Now let's take a look at the core logic inside RedisCacheAccessor.cs.
public string ReadWriteFromCache(string cacheConnectionString,
string reqMethod, string cacheKey, string cacheValue)
{
IDatabase dbCache = _cacheConnector
.getDbCache(cacheConnectionString);
if (reqMethod == System.Net.WebRequestMethods.Http.Put)
{
dbCache.StringSet(cacheKey, cacheValue,
new TimeSpan(24, 0, 0));
log.LogInformation(String.Format("PUT cacheKey={0}
cacheValue={1} ", cacheKey, cacheValue));
return cacheKey;
}
else if (reqMethod == System.Net.WebRequestMethods.Http.Get)
{
string cacheReturn = (string)dbCache.StringGet(cacheKey)
?? "Unknown";
log.LogInformation(String.Format("GET cacheKey={0}
cacheValue={1} ", cacheKey, cacheReturn));
return cacheReturn;
}
else
{
throw new Exception(reqMethod + "method not allowed");
}
}
If the web request method is PUT, then we add the key/value pair to the cache. If the web request method is GET, then we retrieve the value based on the key. Let's take a closer look at the implementation of _cacheConnector, which is retrieving the cache instance for us. This is located in CacheConnector.cs.
public class CacheConnector: ICacheConnector
{
/// <summary>
/// Static dictionary to hold all redis connections.
/// Dictionary key is the redis cache connection string
/// </summary>
private static
Dictionary<string, ConnectionMultiplexer> redisConnections;
public IDatabase getDbCache(string cacheConnectionString)
{
//instantiate dictionary if null
if (redisConnections == null)
{
redisConnections = new Dictionary
<string, ConnectionMultiplexer>();
}
//Retrieve the connection from the dictionary. If it doesn't
//exist, add the connection to the dictionary
ConnectionMultiplexer connection;
if (!redisConnections.TryGetValue
(cacheConnectionString, out connection))
{
connection = ConnectionMultiplexer
.Connect(cacheConnectionString);
redisConnections.Add(cacheConnectionString, connection);
}
IDatabase dbCache = connection.GetDatabase();
return dbCache;
}
}
I've coded this class so it can be used for multiple different redis caches. Based on the connection string, I store the connection inside the static redisConnections member variable. Instead of instantiating a new connection each time, I just retrieve the connection based on the connection string.
To test this function, we can deploy to Azure by right clicking the function and choosing publish.
Or we can just hit the Play button in Visual Studio to test locally.
Let's now test this function using Postman.
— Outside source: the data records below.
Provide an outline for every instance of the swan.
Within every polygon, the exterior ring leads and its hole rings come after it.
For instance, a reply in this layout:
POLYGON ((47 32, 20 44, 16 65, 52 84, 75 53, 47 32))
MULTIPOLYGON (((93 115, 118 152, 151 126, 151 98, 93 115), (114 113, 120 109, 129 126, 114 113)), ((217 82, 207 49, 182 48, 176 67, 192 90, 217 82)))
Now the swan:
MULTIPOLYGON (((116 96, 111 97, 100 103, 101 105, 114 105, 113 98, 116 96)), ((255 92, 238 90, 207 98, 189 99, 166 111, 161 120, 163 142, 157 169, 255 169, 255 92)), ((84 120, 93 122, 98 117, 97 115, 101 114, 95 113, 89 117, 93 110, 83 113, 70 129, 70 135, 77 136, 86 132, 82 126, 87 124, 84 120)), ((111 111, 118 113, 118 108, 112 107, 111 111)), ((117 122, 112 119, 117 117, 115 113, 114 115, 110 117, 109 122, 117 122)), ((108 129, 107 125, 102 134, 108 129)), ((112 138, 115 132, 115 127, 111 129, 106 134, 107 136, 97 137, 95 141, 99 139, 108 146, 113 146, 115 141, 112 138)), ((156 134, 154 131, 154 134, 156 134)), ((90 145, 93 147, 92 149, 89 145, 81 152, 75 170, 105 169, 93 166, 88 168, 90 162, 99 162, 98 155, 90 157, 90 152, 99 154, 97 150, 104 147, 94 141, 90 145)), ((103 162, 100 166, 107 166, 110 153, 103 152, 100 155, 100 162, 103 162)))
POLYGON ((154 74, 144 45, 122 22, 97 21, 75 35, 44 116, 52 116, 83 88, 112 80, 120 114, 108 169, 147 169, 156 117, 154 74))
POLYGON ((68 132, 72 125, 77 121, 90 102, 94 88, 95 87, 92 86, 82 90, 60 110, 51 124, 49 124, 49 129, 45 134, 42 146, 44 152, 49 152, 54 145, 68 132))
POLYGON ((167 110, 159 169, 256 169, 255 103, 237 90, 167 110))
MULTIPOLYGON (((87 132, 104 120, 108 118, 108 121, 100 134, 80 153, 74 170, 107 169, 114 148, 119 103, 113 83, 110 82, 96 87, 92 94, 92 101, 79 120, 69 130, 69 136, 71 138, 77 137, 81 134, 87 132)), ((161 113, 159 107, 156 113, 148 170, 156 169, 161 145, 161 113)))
We will send a PUT request with the key of "colour" and the value of "red". We get a successful status 200 response.
We can send a GET request to retrieve the value for the "colour" key. We can see that it returns red.
What happens if we try to retrieve a key that doesn't exist. Let's try a GET request with the key of "tint". We get "Unknown" as a response.
I hope you found this post useful. Thanks for reading!